Les auteurs du Moyen Age distinguaient volontiers trois groupes dans la société de leur temps : oratores, ceux qui prient, bellatores, ceux qui combattent, laboratores, la foule de ceux qui travaillent. Cette distinction n'est évidemment pas absolue. Il y avait des moines-chevaliers, et les bourgeois des milices urbaines portaient les armes, même s'ils s'en servaient peu. Cependant, dans l'esprit des gens d'autrefois, elle répondait à une espèce d'ordre social établi par la Providence.

 

1°) Oratores  : ceux qui prient :

 

Jusqu'au douzième siècle, les villes furent peu nombreuses et surtout peu importantes. La plupart, anciennes villes gallo-romaines plus ou moins ruinées par les invasions, avaient pour seigneur leur évêque, qui avait acquis et conservé le pouvoir, même aux temps barbares, grâce au prestige dont jouissait l'Église et à la crainte qu'elle inspirait. C'est ainsi que le clergé avait pris sa place dans l'ordre féodal. L'évêque avait des vassaux, exerçait droits et prérogatives attachés à son évêché. Parfois même, il se rapprochait un peu trop, par ses habitudes et par ses goûts, des barons féodaux. La tapisserie de Bayeux nous montre, par exemple, l'évêque de la ville combattant à la bataille d'Hastings, armé non d'une épée - son état lui interdisant de répandre le sang - mais d'une massue, qui n'en répandait pas.

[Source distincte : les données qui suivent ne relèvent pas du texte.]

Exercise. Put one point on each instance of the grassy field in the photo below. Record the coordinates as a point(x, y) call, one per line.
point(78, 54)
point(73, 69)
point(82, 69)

L'évêque jouissait dans sa ville d'une très grande autorité. Il avait son propre tribunal, l'officialité, qui jugeait non seulement les procès où figuraient des « clercs » - c'est-à-dire les membres du clergé - et ceux qui leur étaient assimilés, veuves et orphelins par exemple, mais même les causes intéressant les sacrements, notamment les cas de nullité de mariage. Chaque évêché avait son école, et ce n'est qu'après la fondation de l'Université que les écoles parisiennes s'affranchirent de la domination de l'archevêque.

.L'évêque et les chanoines qui formaient le chapitre, l'assemblée, de sa cathédrale étaient recrutés d'ordinaire dans les familles féodales. Par contre, prêtres et desservants des campagnes étaient d'humble origine, et leur vie différait peu de celle des paysans. Ils savaient lire, plus ou moins, et cela leur conférait une rare distinction.

Evêques et curés des villes, prêtres et desservants des campagnes, constituaient le clergé séculier, puisqu'ils vivaient dans le monde, « dans le siècle », comme on disait alors. Le clergé régulier, lui, se composait de ceux qui, appartenant à un ordre religieux, étaient soumis à une règle monastique. Ces moines, nombreux au Moyen-Age, furent d'abord des moines bénédictins, qui vivaient en commun dans un monastère bâti à la campagne, entouré de ses champs, de ses vignes et de ses bois. Le monastère avait ses travailleurs du sol qui lui payaient redevances, ses revenus provenant de la vente des produits de la terre. C'était en fait une espèce de seigneurie, tant il est vrai que l'ordre féodal pénétrait alors toutes les institutions.

Les onzième et douzième siècles furent l'époque de la puissance et de la splendeur de la grande abbaye de Cluny, en Bourgogne. Comme ils appartenaient à des familles féodales, les moines de Cluny laissaient à d'autres le travail manuel, la culture du sol. La règle de saint Benoît était une règle sévère, imposant le silence, et presque toute l'activité des moines de Cluny était consacrée au service divin. Mais il y a diverses manières de servir Dieu. Les moines de Cluny avaient le goût des belles choses, des belles églises, de la belle musique. Les monastères clunisiens se multiplièrent bientôt en France et dans l'Occident chrétien, notamment dans les lieux, ou sur la route, des grands pèlerinages du temps. C'est ainsi que Cluny contribua grandement à la diffusion de l'art roman. Beaucoup des grandes églises romanes sont des églises de sanctuaires, construites sous l'égide d'anciens monastères clunisiens.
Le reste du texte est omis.